Computational resources
-----------------------

* FFTDF uses very little disk space but requires :math:`O(N_k n_{\mathrm{AO}}^2 N_{\mathrm{PW}})` **memory**, where :math:`N_{\mathrm{PW}}` is the size of the PW basis. Despite the modest, linear dependence on :math:`N_k`, the memory requirement could be high for systems that require a relatively large PW basis.

* GDF requires **enough disk space** to hold the pre-computed CDERIs. The size of these integrals grows quickly with the system size and scales as :math:`O(N_k^2 n_{\mathrm{AO}}^2 n_{\mathrm{aux}})`, where :math:`N_k` is the number of k-points, :math:`n_{\mathrm{AO}}` is the number of AOs per unit cell, and :math:`n_{\mathrm{aux}}` is the number of auxiliary basis functions per unit cell. Note that for DFT calculations using pure exchange-correlation functionals (LDA and GGA), the storage requirement is reduced to :math:`O(N_k n_{\mathrm{AO}}^2 n_{\mathrm{aux}})`, which is much more modest.

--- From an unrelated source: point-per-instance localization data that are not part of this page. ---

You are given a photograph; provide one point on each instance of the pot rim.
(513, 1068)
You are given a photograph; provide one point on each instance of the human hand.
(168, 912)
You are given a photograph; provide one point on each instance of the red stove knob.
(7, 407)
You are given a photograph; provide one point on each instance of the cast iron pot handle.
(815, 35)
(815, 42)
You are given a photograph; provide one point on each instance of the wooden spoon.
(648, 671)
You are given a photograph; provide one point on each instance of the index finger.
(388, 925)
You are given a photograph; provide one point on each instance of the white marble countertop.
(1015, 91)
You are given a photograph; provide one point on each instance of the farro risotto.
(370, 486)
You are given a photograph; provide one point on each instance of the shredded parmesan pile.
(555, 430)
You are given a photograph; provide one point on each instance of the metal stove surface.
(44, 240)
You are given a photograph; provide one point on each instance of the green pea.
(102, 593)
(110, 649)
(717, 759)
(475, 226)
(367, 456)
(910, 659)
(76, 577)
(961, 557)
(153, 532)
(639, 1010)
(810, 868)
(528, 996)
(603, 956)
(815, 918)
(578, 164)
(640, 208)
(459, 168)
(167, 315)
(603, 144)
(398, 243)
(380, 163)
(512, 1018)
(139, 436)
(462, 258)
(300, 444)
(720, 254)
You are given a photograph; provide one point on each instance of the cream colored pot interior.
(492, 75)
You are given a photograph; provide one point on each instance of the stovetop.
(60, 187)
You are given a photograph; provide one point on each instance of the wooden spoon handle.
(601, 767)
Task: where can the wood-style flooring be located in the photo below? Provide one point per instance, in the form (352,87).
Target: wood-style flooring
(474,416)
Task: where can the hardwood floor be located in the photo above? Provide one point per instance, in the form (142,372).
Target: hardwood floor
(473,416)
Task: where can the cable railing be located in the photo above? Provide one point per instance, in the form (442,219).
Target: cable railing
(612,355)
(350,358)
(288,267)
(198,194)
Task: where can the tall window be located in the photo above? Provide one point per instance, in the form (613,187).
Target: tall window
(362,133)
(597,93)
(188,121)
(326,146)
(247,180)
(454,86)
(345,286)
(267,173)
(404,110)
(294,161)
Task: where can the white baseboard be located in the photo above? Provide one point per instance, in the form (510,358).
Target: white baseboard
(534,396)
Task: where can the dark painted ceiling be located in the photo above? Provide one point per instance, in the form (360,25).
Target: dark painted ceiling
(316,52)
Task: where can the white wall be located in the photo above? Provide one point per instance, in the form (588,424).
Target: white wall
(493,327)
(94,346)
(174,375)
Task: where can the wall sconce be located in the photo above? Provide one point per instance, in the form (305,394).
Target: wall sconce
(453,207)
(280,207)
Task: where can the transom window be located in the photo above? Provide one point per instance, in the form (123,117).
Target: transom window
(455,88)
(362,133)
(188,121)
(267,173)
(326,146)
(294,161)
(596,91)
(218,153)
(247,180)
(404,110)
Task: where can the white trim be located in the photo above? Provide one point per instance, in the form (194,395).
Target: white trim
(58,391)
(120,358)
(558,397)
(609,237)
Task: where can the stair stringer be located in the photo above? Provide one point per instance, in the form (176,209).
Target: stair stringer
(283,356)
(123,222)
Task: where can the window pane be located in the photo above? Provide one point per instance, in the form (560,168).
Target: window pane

* MDF requires both :math:`O(N_k^2 n_{\mathrm{AO}}^2 n_{\mathrm{aux}})` disk space to store pre-computed integrals of the GTO part of the auxiliary basis and :math:`O(N_k n_{\mathrm{AO}}^2 N_{\mathrm{PW}})` memory for the PW part. However, both :math:`n_{\mathrm{aux}}` and :math:`N_{\mathrm{PW}}` here are smaller than that required by GDF and FFTDF, respectively.